RCA : des mercenaires de Wagner accusés une nouvelle fois  de viol sur une jeune femme dans la Lobaye

Publié le 3 mars 2021 , 1:38
Mis à jour le: 3 mars 2021 1:38
Les instructeurs russes de la société Wagner à Bangui, CopyrightDR
Les instructeurs russes de la société Wagner à Bangui, CopyrightDR

 

Bangui, République centrafricaine, mercredi, 3 mars 2021, 08:32:36 ( Corbeaunews-Centrafrique ). Dans une affaire, des mercenaires russes sont une nouvelle fois accusés d’avoir violé une jeune femme centrafricaine au village Boukoko,  situé à 12 kilomètres de Mbaïki sur l’axe Boda, dans la préfecture de la Lobaye.

 

Voilà maintenant un peu plus de trois ans que les premiers mercenaires russes de la société Wagner sont arrivés en Centrafrique. Depuis lors, des cas de viols, restés non-dits jusqu’à maintenant, ponctuent les sujets de plaintes des Centrafricains à leur encontre.
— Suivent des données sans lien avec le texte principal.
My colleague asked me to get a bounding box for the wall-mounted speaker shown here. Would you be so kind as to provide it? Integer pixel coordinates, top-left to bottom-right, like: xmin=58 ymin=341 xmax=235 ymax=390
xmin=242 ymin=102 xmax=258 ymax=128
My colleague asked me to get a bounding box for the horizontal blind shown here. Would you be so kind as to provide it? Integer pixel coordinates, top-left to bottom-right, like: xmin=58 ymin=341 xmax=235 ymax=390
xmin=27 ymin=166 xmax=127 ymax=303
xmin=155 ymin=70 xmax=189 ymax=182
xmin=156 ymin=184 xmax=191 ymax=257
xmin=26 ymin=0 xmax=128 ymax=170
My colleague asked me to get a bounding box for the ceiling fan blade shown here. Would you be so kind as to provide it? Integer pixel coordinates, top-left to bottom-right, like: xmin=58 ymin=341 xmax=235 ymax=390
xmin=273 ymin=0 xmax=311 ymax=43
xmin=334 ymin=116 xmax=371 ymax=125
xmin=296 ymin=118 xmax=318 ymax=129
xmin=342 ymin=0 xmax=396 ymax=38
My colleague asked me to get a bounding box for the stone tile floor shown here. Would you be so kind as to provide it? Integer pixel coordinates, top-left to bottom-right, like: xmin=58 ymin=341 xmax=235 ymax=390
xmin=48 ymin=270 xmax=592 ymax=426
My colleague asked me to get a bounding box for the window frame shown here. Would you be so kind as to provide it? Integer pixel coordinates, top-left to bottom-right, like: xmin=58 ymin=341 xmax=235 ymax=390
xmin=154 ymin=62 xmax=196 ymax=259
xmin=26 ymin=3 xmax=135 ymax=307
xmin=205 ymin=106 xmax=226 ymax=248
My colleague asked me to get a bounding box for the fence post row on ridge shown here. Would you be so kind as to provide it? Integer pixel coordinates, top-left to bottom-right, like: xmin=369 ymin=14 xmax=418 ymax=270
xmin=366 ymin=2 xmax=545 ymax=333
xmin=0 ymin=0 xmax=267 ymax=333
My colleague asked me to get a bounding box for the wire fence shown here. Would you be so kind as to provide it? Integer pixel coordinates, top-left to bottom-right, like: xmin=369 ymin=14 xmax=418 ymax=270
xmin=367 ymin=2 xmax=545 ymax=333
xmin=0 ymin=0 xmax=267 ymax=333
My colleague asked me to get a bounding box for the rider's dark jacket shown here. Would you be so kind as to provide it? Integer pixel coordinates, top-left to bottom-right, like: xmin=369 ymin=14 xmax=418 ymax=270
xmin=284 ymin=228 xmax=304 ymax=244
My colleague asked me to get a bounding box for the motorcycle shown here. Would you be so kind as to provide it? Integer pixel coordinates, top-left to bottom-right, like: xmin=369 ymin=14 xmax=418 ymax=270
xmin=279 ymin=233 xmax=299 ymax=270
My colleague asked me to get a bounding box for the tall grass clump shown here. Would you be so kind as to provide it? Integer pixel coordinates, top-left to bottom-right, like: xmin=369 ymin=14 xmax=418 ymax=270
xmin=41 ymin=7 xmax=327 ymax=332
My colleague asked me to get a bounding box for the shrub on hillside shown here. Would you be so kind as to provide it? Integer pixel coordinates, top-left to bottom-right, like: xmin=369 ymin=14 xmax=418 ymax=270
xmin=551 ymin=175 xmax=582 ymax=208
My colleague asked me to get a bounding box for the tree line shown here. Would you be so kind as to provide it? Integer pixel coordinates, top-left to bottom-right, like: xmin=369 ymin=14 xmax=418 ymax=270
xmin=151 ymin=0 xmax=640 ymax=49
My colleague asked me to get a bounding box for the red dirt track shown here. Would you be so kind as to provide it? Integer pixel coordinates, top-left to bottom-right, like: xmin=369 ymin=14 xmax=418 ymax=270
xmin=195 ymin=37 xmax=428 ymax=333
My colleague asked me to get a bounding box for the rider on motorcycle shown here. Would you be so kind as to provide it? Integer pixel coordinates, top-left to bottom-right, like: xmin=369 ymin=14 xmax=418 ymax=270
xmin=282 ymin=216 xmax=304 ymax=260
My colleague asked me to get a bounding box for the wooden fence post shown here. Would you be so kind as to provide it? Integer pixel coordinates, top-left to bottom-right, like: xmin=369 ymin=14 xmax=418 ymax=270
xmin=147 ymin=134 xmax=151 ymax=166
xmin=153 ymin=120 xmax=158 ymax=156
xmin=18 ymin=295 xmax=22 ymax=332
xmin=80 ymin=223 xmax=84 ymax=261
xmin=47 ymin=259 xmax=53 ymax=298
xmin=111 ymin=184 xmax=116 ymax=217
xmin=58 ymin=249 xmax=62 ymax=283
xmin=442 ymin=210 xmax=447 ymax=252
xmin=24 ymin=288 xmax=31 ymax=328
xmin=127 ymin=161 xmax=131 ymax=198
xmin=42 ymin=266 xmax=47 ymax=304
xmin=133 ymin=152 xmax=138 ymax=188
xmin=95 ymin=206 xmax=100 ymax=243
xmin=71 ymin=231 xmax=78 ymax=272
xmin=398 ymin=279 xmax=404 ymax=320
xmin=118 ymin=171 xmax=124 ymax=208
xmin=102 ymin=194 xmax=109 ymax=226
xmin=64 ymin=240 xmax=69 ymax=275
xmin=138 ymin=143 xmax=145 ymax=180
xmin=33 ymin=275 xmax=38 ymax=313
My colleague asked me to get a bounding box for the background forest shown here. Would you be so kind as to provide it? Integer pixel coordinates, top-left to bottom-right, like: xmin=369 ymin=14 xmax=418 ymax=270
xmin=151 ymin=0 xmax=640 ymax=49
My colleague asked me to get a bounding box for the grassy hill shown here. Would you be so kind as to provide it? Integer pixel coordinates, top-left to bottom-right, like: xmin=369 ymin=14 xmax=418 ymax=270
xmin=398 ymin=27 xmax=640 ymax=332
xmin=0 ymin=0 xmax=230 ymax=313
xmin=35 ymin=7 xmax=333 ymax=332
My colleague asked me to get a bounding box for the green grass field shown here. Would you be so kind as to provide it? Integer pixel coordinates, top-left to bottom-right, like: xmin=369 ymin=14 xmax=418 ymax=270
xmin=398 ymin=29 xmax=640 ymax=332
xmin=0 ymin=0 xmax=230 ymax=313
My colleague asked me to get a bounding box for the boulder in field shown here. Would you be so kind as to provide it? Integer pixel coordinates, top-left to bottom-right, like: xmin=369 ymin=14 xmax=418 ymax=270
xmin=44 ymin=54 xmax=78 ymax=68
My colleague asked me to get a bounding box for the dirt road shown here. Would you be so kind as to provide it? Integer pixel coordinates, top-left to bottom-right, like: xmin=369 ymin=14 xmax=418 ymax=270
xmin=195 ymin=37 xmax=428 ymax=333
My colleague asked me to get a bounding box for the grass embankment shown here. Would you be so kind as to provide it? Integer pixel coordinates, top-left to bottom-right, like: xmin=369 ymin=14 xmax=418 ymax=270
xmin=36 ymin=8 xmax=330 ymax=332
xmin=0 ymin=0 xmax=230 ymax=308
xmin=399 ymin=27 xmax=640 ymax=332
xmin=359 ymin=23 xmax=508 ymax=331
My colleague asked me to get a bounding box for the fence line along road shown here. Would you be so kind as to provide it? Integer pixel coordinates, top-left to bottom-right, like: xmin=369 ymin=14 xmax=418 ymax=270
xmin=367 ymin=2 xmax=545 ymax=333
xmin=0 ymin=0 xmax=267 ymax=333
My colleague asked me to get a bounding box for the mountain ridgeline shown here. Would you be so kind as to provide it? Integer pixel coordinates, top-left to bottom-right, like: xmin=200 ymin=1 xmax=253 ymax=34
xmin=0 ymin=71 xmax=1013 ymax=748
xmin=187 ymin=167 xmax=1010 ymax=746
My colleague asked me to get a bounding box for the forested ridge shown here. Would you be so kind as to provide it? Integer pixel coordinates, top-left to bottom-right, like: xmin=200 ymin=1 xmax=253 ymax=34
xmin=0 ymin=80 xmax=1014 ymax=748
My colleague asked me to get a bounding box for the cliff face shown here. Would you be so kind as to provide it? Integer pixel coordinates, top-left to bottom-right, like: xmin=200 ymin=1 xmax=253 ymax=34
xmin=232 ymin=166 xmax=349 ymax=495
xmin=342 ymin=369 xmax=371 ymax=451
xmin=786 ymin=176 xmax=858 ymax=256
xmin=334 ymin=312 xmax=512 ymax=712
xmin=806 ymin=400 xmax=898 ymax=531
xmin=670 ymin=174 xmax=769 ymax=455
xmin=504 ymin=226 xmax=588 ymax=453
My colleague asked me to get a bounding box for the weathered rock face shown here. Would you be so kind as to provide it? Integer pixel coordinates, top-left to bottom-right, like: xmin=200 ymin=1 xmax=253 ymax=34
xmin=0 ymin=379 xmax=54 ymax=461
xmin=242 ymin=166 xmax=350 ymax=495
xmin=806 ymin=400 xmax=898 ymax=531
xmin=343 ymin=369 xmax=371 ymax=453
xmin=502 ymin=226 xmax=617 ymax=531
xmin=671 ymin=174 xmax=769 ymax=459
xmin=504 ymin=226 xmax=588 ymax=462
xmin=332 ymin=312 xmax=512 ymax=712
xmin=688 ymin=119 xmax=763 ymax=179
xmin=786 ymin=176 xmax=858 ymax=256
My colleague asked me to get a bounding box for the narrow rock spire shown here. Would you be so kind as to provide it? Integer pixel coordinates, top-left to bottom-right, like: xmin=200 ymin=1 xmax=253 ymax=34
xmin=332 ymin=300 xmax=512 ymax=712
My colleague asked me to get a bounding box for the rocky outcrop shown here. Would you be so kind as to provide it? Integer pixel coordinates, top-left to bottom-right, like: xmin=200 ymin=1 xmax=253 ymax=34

Menacées par les violeurs eux-mêmes, les victimes ont peur de parler. Leurs proches redoutent également les représailles de ces Slaves qui ont la réputation d’avoir la gâchette facile. Pourtant, ces faits finissent par exaspérer la population et les langues se délient peu à peu dans le pays de Boganda parce que ces crimes ne doivent pas rester impunis. Dans ses investigations, la rédaction de Corbeau News a pu recueillir des témoignages et des documents attestant de violences sexuelles dans des circonstances précises.

Les villages les plus exposés sont ceux qui sont libérés récemment par les soldats FACA appuyés par les mercenaires russes de la société Wagner, où la population se plaint des « virées » des Russes. Ainsi, à Boukoko, proche de Mbaïki sur la route de Boda, Chantale, une jeune écolière de 17 ans, a été violée. La jeune fille a été la victime de contracter Russes, qui se font appeler RATOR, chamane et Toursan. Ce jour-là, ils avaient passé la journée à boire du vin de palme dans le village. Dans la soirée, la jeune fille a eu la malchance de croiser le chemin de ces Russes avinés.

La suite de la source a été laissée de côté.